Parentes de estudantes de escola primária no Texas, onde aconteceu o ataque desta terça-feira, 24, choram no Centro Cívico de Uvalde. Atentado é o mais letal dos Estados Unidos este ano
Parentes de estudantes de escola primária no Texas, onde aconteceu o ataque desta terça-feira, 24, choram no Centro Cívico de Uvalde. Atentado é o mais letal dos Estados Unidos este ano Foto: William Luther / AP

O ataque em Buffalo teve motivações racistas. Um manifesto online atribuído ao suspeito foi postado antes da ação e revelou que o atirador estava fascinado por uma teoria supremacista branca conhecida como ‘teoria da substituição’ e acreditava que os americanos brancos seriam substituídos por imigrantes e negros. Ato semelhante aconteceu em El Paso, Texas, em 2017.
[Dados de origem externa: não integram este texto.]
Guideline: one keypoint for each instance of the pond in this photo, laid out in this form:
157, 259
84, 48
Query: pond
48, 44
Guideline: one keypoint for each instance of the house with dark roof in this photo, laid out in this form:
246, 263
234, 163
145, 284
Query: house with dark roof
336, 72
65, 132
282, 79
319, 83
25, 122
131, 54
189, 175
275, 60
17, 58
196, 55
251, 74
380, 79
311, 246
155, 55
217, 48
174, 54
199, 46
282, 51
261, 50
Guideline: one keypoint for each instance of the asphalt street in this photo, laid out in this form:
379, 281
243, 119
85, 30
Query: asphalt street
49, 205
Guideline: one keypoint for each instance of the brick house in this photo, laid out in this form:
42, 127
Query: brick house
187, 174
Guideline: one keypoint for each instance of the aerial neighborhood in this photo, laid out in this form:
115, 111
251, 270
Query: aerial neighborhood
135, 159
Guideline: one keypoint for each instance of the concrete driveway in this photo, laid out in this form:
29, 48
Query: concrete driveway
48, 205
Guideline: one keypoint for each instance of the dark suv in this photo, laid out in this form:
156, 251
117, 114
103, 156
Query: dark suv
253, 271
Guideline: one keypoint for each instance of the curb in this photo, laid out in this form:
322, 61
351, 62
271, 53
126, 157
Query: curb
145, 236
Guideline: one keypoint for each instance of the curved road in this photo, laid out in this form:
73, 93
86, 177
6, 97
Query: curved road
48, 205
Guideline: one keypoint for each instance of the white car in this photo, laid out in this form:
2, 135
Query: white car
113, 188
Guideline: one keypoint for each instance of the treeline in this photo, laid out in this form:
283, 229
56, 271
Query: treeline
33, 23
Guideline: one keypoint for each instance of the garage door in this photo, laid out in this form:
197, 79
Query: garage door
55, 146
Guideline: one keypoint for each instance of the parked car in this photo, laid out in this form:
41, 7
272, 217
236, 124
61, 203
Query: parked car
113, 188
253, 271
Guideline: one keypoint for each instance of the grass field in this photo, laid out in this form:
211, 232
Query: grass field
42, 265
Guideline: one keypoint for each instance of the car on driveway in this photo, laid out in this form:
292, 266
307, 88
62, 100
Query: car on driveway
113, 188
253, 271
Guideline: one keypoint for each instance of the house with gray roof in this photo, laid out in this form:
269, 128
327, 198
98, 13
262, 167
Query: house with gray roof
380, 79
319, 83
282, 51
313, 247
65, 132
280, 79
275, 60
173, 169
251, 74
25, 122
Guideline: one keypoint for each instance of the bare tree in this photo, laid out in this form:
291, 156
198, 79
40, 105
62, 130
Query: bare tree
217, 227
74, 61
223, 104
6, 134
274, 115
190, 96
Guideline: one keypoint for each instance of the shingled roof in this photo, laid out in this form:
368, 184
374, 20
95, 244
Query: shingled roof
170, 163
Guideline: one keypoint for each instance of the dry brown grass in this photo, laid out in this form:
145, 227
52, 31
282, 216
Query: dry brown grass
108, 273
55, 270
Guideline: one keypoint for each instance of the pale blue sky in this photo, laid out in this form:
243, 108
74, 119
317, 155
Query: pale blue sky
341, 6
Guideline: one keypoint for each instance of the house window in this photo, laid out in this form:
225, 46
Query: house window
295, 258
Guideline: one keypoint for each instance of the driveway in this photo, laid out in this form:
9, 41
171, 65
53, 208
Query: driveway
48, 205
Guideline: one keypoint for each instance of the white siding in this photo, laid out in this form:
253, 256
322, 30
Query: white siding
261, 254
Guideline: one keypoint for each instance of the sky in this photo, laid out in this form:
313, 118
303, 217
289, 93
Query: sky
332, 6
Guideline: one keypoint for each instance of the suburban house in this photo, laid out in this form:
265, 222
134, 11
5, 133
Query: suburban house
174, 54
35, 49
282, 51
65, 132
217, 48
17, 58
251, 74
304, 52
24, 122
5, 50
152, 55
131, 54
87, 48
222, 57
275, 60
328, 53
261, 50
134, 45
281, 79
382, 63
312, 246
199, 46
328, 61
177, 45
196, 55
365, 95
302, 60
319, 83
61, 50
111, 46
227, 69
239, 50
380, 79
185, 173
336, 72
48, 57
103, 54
No dia seguinte ao ataque de Buffalo, um homem de 68 anos abriu fogo contra uma congregação taiwanesa em Laguna Woods, na Califórnia. O ataque deixou um morto e um ferido. As autoridades afirmam que o crime foi motivado por “um ódio político”.

A escalada da violência armada nos EUA fez o país registrar em 2020 a maior taxa de homicídios por armas de fogo dos últimos 25 anos, segundo informou o Centro de Controle e Prevenção de Doenças (CDC) no dia 10 deste mês. Em geral, as mortes por armas, incluindo suicídios, atingiram o nível mais alto já registrado no país.

Mais de 45 mil americanos morreram em incidentes relacionados a armas quando a pandemia se espalhou nos EUA, o maior número já registrado, mostram dados federais. Mas mais da metade das mortes por armas de fogo foram suicídios, um número que não aumentou substancialmente de 2019 para 2020.

Esse aumento nos homicídios afetou comunidades em todo o país, mas teve grandes oscilações nas linhas raciais, étnicas e econômicas, ampliando as disparidades já existentes, segundo o CDC. /AFP, EFE, NYT, W.P.